UYRUFC 3rd team were penned back in their own half again from the restart. A self-believing Derwent side were beginning to string together their rehearsed moves to great effect.
This pressure was to show as Deppe’s clearance kick found Derwent’s Charlie Clark. The speedy winger beat his opposite man before evading the claws of the University pack to score in the corner. Wessely couldn’t intersect the uprights this time; with 25 minutes gone the score was 8-0.
The introduction of prop’s Fifi and Rishi Naidoo as well as Jordan Abbott added extra ballast to the University attack. Through a host of crash balls and well-positioned kicks UYRUFC 3rds found themselves on Derwent’s 5 metre line. However, they could not break the well- marshalled Derwent defence, tackles in particular from Dominic Munns kept the score at 8-0 going into half time.
The physical encounter was taking its toll on both sides, Abbott feeling the full force of a Tolga Necar tackle had to be sidelined, before the Derwent Captain Necar pulled up with a knee injury of his own.
Cometh the hour mark in the match, the game was to witness a try out of nowhere. Derwent’s Ollie Wessely fended off his tackler to split the University midfield with a decisive run. Thirty metres out still, the Derwent fly half, to the astonishment of most of the crowd, jinxed to the line, stepping a number of University players to clear his path and go over for his first try of the season. His resulting conversion though was blasted wide, but at 13-0 to the good his side had taken a step towards a final victory.
UYRUFC rallied and were to get a try of their own. Numerous phases lead to winger Manuel Sarmento touching the ball over the Derwent try line. Deppe missed the following conversion and Derwent were able to hold out for the final minutes to record a defining victory.
Derwent Captain Necar, who has overseen Derwent’s unbeaten start to the season, was absolutely ecstatic with the result.

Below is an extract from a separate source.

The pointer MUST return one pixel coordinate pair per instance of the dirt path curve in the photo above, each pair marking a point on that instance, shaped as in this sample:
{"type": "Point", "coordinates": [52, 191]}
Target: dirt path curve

‘I’m so proud of the way the boys are playing right now. It was a quality show all round’
Derwent’s play was as satisfying as a Gourmet Burger.
Fan-bloody-tastic result. Better watch out for those Uni committee boys trying to pinch Derwent’s bright young things!
Still, the glorious Derwent of old would have trebled that score with our famous 50 meter rolling maul. Unstoppable stuff.
These young’uns aint got nothing on the golden generation.
My word
Derwent college is the smallest college and a couple of third years organise the rugby on the church field every week. Pretty humiliating stuff.